I've always enjoyed art; the process behind the finalized piece. Before this class, I had never taken on Drawing as a skill. I was familiar with photography mostly, filming in some ways and even a little with painting. Still, there is something in drawing that had my attention. It is definitely time consuming but the good kind; the kind that keeps you intrigued until you are able to physically represent your mental image. Drawing allows me to say more than any other art skill; what you see, is what I see.
For that to happen, I had to become good at it, to learn the basic skills. I was used to doodling in notebooks, with no acquired or learned knowledge, as a lot of people do. But, I needed the knowledge, just like that I wasn't going to communicate what I wanted to. I finally got a drawing book, it taught me a lot on faces, I was fascinated by the human face and the eyes mostly. I did some portraits, they looked better than they would have if I didn't have that knowledge; I knew I needed to learn more. That's how I got into Drawing 101. It felt like a challenge, so I took it.
I learned more than the skills that were taught in class. I learned to see... to see objects in raw materials and then see how every single details plays a role in the general image. Now, I see objects and immediately mentally place them in a paper, as if I were drawing with my mind. More than that I started to shape my style and playing with meaning and storyline. I want my work to go beyond the paper, to poke onto something in the viewer and create a link. I loved making the observer take action in my drawings, in each one of the last three we did, it involved a hand or some connection to it. On my last drawing I decided to play a little bit more with the observer, not to create an alternate world (fiction) but to involve the reality of what happens in the mind, with it I targeted emotions. I realized that this type of game and style is what I enjoyed doing. Therefore, even though every work took a really long time to accomplish, I was completely engaged to my ideas.
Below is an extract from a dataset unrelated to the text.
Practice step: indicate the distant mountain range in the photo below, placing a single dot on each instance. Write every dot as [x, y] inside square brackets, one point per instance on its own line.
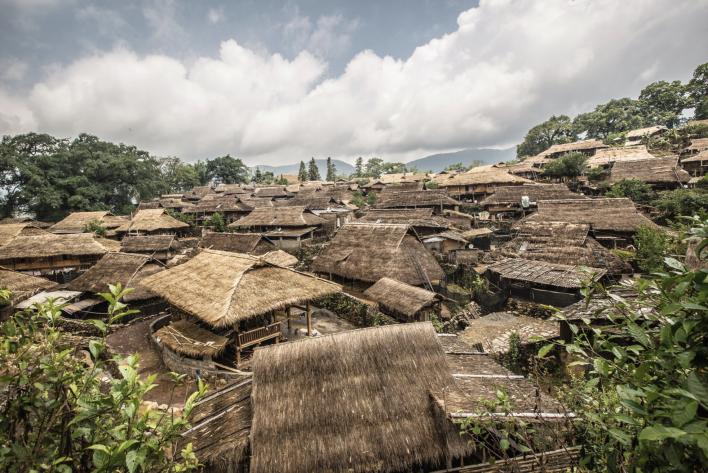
[434, 162]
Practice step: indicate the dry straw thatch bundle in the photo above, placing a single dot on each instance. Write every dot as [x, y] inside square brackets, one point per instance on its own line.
[358, 401]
Drawing Duke was challenging, the buildings have a lot of small details but it also makes you appreciate the architecture more. It also limited, in some way, the freedom in the drawings, that made it harder to come up with an idea that you were passionate about. In my case, it took me a lot longer to find that idea, still I eventually found one for each project.
I ended up loving drawing. I still have a lot of room for improvement; for mastering the eye. But, I am improving; the more I practice the more natural it will come to me.
Look at this drawing artist: Monica Lee. She see's reality to its smallest detail and then puts it on paper, she does a remarkable job on portraying reality.